Bauer, who had little in common with the Hague painters, sought to find a common standard abroad; and, despite the great difference, despite the eastern subjects amid which Bauer, the Hague man, prefers to move, despite the fact that he is more of a glorious imaginer than a mighty painter, we can look upon him as springing from the Hague school. For not only does he display Rembrandt's manner in his etchings, not only is the influence of Bosboom's drawings very evident in his work, but he has "seen" and reproduced the East after the manner of a painter of the Hague school, of one who has grown up under its masters.

Certainly, no one can expect of an occidental that he should see the East with the fatalistic impassiveness reflected in the art of that region. Nor can one expect that every one who visits the East should contemplate it with the same eyes. In how many different ways has not our simple, methodical Holland been viewed by foreigners?
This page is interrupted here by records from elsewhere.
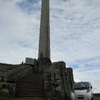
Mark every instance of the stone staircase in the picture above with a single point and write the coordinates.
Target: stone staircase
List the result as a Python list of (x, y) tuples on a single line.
[(30, 88)]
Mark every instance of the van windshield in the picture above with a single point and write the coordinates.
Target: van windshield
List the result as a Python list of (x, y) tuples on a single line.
[(81, 86)]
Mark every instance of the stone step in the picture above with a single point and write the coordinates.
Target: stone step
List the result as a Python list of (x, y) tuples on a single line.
[(30, 88)]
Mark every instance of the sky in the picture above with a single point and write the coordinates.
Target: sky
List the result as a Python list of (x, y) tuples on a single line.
[(74, 34)]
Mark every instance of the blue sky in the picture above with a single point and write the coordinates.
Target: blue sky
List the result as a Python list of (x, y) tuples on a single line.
[(74, 31)]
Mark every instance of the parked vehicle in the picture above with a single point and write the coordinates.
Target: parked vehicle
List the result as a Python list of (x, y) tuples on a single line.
[(82, 91)]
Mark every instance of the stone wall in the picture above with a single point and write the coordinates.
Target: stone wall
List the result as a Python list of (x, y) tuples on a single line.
[(8, 79), (58, 81)]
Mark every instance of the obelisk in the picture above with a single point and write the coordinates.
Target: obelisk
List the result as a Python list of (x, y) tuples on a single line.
[(44, 39)]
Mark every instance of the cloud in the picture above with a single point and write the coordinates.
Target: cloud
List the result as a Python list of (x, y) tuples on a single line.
[(74, 30)]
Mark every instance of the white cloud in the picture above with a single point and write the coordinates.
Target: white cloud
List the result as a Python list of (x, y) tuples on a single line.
[(75, 32)]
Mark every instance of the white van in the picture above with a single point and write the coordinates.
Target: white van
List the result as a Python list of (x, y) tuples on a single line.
[(82, 91)]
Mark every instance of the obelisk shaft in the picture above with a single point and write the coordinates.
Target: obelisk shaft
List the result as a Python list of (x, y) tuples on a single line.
[(44, 40)]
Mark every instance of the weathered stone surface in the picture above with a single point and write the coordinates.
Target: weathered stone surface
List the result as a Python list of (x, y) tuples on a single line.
[(58, 80), (30, 61), (44, 41)]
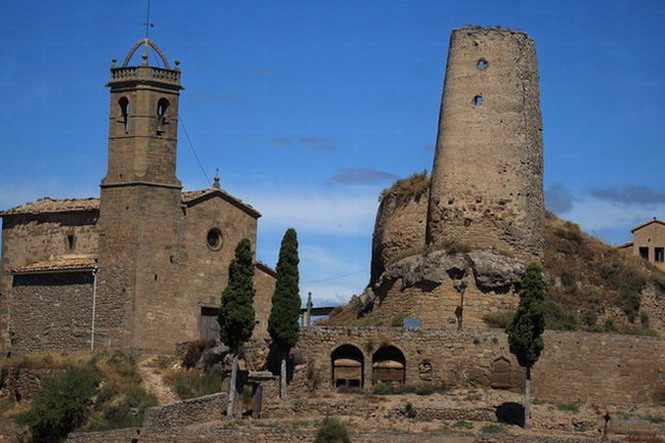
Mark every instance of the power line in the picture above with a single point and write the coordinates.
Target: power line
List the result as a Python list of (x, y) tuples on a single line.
[(334, 278), (182, 124)]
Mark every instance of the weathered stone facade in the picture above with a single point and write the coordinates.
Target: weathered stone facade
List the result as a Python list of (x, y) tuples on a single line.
[(399, 230), (574, 367), (143, 266), (487, 179)]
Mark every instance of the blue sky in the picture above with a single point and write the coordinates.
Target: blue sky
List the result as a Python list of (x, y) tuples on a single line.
[(310, 108)]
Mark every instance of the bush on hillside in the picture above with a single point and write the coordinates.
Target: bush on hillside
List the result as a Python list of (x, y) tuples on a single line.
[(332, 431), (62, 404)]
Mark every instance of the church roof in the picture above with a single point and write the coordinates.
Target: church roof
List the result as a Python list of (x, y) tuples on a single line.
[(190, 198), (48, 205), (60, 264), (653, 220)]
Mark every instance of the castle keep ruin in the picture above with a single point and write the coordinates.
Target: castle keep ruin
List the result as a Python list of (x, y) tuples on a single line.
[(454, 249), (487, 179)]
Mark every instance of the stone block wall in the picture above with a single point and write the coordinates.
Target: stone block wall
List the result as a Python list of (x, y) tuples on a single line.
[(187, 412), (487, 179), (574, 366), (52, 312)]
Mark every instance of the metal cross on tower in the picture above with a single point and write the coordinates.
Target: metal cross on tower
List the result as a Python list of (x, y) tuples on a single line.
[(147, 23)]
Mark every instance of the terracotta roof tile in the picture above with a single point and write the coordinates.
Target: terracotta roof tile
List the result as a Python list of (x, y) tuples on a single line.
[(48, 205), (653, 220), (191, 197), (63, 263)]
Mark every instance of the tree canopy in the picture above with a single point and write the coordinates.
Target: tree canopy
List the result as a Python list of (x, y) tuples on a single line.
[(236, 314), (524, 332), (283, 322)]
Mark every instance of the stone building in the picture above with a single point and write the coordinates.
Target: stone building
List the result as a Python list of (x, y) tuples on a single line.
[(142, 266), (487, 178), (649, 242), (452, 249)]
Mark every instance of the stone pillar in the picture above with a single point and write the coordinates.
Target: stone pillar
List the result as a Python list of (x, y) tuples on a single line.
[(487, 179)]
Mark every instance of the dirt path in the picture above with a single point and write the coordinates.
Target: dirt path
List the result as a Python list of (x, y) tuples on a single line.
[(151, 372)]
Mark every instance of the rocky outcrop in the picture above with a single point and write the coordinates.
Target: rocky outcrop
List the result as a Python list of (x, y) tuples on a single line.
[(491, 271)]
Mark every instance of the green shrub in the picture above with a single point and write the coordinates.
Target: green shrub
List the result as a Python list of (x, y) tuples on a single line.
[(193, 384), (568, 407), (61, 404), (382, 388), (462, 424), (404, 389), (409, 410), (195, 351), (332, 431), (425, 390), (500, 319)]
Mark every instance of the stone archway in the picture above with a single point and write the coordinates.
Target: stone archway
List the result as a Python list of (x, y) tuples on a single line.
[(348, 365), (389, 365), (502, 374)]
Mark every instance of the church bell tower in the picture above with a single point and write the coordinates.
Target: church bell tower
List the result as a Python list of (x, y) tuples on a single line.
[(141, 219)]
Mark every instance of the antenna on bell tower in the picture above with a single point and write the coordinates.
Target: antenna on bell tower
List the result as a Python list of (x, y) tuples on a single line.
[(147, 23)]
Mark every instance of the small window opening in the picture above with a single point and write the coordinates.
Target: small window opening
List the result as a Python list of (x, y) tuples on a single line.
[(214, 239), (124, 111), (71, 242), (162, 105)]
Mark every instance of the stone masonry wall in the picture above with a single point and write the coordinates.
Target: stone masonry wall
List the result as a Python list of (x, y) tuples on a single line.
[(399, 230), (574, 366), (52, 312), (27, 239), (187, 412), (487, 179)]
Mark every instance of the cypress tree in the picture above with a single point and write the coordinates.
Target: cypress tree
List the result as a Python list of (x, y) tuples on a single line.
[(236, 314), (283, 322), (525, 331)]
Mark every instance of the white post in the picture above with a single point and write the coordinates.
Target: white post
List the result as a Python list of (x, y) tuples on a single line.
[(94, 307)]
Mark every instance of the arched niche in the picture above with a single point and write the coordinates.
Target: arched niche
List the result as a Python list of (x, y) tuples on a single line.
[(389, 365), (502, 374), (348, 364)]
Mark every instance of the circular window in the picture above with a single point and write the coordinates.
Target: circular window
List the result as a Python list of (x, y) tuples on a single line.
[(214, 239)]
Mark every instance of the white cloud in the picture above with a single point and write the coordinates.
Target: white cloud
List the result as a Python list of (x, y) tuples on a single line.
[(597, 215), (330, 213)]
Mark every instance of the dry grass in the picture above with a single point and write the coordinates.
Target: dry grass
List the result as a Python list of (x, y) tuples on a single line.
[(410, 188)]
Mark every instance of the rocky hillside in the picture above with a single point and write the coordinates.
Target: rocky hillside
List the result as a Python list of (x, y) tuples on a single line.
[(592, 285)]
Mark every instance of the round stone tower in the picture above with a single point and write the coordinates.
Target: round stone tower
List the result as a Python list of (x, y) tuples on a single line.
[(487, 179)]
I have heard of travellers who have disliked Egypt because the Sahara does not differ greatly in appearance from our dunes, while the dust provides an equivalent for the atmosphere of our country; whereas others will never cease dilating upon the glaring white of the sunlight on white walls, upon the light blue shadows under the motionless blue of the sky, a view which shows that not every one shares Bauer's acceptance of the East. It is true that to many northern natures the East is often a sentiment rather than a fact, a longing for mother earth, a craving for miracles, for the land of the Bible, a dream of Paradise. And, if we are convinced that all art proceeds rather from self-recognition, then it follows that intuitive natures are able to feel and see the East, without ever having been there. Delacroix for many years produced his scenes of the East, full of the colours which we associate with that world, from studies of the local colour brought home to him by a friend. And, while it is true that the dream is often fairer than the reality, yet there must also be artists, impressionable natures, who, going to the East full of expectations, but free from prejudices, have gazed upon the land with admiring eyes and returned overflowing with impressions.
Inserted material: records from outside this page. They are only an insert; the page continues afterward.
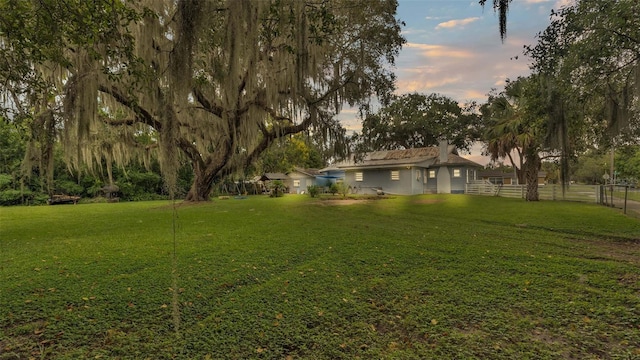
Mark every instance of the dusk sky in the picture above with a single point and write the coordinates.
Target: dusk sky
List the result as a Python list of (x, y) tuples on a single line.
[(453, 48)]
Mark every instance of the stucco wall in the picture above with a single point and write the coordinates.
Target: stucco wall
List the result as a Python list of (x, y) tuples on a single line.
[(381, 178)]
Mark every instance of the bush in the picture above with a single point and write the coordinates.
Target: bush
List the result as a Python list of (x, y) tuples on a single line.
[(277, 188), (68, 187)]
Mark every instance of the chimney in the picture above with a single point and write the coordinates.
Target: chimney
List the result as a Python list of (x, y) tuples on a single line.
[(444, 151)]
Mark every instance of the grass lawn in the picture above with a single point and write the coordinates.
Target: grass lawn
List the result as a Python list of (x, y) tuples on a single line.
[(439, 277)]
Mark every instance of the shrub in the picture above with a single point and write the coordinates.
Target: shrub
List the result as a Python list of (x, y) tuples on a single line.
[(277, 188)]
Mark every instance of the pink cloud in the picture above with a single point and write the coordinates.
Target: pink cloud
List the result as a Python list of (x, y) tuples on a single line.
[(456, 23)]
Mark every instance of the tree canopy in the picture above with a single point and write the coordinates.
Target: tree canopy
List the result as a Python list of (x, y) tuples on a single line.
[(218, 80), (591, 54)]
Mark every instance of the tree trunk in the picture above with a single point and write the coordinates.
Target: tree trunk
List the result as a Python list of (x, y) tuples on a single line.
[(202, 185)]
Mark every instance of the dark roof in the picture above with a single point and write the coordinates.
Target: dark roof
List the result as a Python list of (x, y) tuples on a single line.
[(427, 156), (308, 172)]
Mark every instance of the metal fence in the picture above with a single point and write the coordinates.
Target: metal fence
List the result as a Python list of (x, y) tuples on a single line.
[(585, 193)]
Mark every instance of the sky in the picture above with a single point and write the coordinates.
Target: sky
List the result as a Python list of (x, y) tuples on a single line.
[(454, 49)]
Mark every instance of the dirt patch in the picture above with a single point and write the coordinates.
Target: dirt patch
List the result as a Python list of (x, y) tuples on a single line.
[(612, 250), (428, 201)]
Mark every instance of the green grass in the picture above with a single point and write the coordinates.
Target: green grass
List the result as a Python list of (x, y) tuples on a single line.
[(438, 277)]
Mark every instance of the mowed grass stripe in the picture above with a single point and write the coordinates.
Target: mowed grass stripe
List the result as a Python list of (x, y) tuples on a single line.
[(407, 277)]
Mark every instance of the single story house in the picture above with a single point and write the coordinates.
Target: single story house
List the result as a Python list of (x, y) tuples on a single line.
[(412, 171), (267, 178), (499, 177), (300, 179)]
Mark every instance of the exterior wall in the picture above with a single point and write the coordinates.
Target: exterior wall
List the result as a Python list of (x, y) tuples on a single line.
[(412, 181), (302, 180), (444, 180), (459, 182), (431, 187)]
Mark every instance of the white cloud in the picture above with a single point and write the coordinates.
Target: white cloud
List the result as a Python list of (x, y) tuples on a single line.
[(456, 23)]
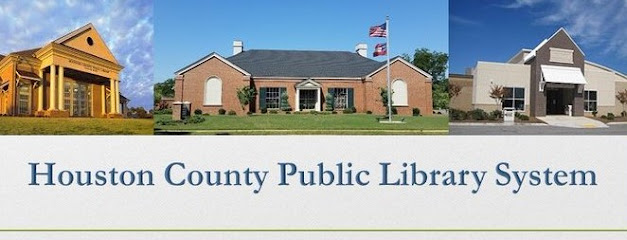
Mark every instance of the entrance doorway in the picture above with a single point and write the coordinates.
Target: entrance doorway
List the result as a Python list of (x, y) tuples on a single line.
[(307, 99), (557, 101)]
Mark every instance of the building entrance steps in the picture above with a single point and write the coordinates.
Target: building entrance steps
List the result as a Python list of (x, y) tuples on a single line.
[(572, 122)]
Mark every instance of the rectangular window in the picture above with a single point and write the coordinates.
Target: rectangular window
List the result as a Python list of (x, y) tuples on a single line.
[(514, 97), (590, 101), (340, 98), (273, 98), (24, 99)]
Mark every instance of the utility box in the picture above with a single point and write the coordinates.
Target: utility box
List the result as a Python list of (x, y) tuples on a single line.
[(509, 114)]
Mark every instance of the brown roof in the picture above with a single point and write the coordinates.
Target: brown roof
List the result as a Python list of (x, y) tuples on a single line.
[(27, 74), (27, 53)]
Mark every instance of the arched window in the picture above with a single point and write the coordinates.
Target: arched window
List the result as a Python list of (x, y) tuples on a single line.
[(213, 91), (399, 93)]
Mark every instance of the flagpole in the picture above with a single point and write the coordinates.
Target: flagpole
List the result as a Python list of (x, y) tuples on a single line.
[(387, 45)]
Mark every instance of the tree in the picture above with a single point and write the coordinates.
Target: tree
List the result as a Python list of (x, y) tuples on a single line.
[(435, 63), (622, 98), (246, 95), (163, 89), (497, 92)]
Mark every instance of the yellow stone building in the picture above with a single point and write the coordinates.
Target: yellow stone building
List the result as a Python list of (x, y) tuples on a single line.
[(73, 76)]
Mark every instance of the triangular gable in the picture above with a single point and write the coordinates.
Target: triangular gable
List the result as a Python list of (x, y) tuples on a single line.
[(404, 62), (207, 58), (87, 39), (532, 54), (309, 83)]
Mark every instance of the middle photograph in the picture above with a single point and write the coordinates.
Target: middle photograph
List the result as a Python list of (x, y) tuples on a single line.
[(351, 74)]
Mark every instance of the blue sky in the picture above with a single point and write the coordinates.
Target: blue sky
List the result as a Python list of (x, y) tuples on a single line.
[(126, 26), (494, 31), (186, 32)]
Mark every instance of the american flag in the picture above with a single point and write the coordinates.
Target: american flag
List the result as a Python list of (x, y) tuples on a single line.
[(378, 31), (380, 49)]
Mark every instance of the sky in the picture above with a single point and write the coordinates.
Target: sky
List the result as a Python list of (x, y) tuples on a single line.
[(185, 33), (494, 31), (126, 27)]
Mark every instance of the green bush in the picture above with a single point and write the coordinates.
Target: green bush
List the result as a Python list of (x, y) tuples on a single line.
[(456, 114), (194, 119), (163, 111), (478, 114), (496, 114), (523, 117), (415, 111), (348, 111), (163, 122), (610, 116)]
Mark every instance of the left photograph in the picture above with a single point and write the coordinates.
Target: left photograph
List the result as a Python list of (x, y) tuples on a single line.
[(76, 68)]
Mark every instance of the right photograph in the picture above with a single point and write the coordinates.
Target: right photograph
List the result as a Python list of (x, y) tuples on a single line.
[(537, 67)]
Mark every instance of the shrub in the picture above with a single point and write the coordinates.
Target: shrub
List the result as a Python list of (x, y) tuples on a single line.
[(523, 117), (194, 119), (496, 114), (478, 114), (456, 114), (164, 122), (610, 116), (415, 111)]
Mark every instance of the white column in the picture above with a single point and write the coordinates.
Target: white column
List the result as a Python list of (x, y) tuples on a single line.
[(297, 107), (117, 96), (53, 88), (61, 88), (318, 101), (112, 95), (102, 100), (40, 92)]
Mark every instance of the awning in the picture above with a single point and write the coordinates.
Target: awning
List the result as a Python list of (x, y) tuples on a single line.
[(567, 75)]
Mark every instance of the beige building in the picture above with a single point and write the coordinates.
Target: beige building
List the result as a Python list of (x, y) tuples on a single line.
[(552, 79)]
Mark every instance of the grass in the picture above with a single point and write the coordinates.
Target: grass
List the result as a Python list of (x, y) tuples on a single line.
[(340, 124), (74, 126)]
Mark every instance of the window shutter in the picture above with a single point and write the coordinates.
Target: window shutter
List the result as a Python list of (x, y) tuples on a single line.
[(351, 102), (262, 98), (281, 91)]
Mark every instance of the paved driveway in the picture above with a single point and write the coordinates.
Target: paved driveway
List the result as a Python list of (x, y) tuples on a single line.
[(535, 130)]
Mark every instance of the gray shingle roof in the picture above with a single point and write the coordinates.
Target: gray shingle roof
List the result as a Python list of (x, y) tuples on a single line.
[(296, 63)]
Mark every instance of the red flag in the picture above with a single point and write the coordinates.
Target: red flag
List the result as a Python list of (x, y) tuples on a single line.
[(380, 49), (378, 31)]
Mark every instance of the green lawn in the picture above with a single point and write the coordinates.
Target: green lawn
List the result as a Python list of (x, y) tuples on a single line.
[(74, 126), (353, 124)]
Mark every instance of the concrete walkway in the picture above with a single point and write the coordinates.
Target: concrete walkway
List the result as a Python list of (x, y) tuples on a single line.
[(572, 122)]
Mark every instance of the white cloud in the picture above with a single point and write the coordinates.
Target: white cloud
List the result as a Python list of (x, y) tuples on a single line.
[(126, 26), (595, 23)]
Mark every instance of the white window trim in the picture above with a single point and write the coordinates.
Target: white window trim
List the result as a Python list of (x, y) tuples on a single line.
[(406, 94), (205, 100)]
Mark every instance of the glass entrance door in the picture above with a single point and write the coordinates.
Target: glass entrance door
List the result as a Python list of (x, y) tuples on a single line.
[(77, 97), (307, 99)]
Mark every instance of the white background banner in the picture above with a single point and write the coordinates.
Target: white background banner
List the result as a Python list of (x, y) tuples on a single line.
[(402, 212)]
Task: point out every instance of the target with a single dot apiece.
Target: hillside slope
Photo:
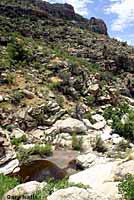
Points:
(66, 84)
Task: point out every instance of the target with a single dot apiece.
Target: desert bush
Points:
(6, 184)
(76, 142)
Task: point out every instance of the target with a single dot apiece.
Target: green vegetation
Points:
(18, 141)
(126, 187)
(90, 100)
(10, 78)
(99, 145)
(53, 186)
(94, 68)
(77, 142)
(126, 128)
(23, 154)
(17, 96)
(6, 184)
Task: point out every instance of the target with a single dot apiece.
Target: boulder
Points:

I would include Bauer among the latter. It was about 1889 that he produced a swarm of etchings, studies, impressions, drawings, little paintings, a medley of bright green, hard pink, Indian yellow and Persian blue; scrawls of colour from which emerges a street, a troop of cavalry, a procession; or else an undecipherable harmony of grey-white, blue-white, rose-white, brilliant colours in subdued tones, whence arises Stamboul with its bright cupolas, like a flock of sheep rounding themselves against a pale copper sky; or, again, the caravans, biblical in their primeval surroundings, marching or halting, camels, riders, loads: one of them stands silhouetted against a town merged in twilight.

In later years, he saw Egypt: his realistic Sphinx dates from this time; it is faithfully drawn, spaciously observed. In 1896, he travelled through British India, delighting in the monumental character of the country, in the symbolism of the buildings, of the cities reflected in the Ganges. Bauer is said to have always dreamt of illustrating the Arabian Nights in their entirety. He could not do so in a livelier, more real, more fantastic way than he has already done in the colours which he makes us feel in his etchings.